Dr. Schachter emphasized the deep dimension of the cognitive and psychological realms of the soul that consists in its core-essence, the individual and his inner world. This emphasis was very far from the spirit that prevailed during the 1940s’ and 1950s in the educational and public spheres of Israel. In the same manner he emphasized the distinction between the essentialist attitude and the usual-verbal one. Both emphases drew many adherents to him, young people who were consciously or unconsciously searching for meaning in their lives. In the beginning of the 1950s a group of pupils from the Hebrew Reali School in Haifa was consolidated around his person with the aspiration of putting ideology into practice according to his teaching. They decided to found a unique gar’in, an initiating core group, of their own, through which they intended to fulfill the thoughts and way of life that were made so intelligible to them by his teachings.
The Gar’in went through many vicissitudes until it settled down in Yodfat.
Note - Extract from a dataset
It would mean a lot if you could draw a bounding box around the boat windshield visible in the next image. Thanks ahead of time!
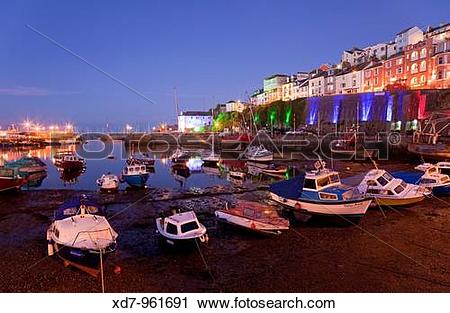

Schachter himself didn’t live in Yodfat but maintained connections with his pupils and the pupils of his pupils in his home and Yodfat. Over the years Yodfat went through many changes, but some of its people kept their ties with Schachter until his death in Nissan 5754. Some may claim that the basic tendencies of his teaching are still extant in today’s Yodfat. Yodfat’s synagogue is named after him – Ohel Yosef and the nearby playground is named after his wife Neta (d. in 5759). Also there is the library in Yodfat which stores all the books, booklets, and articles he wrote.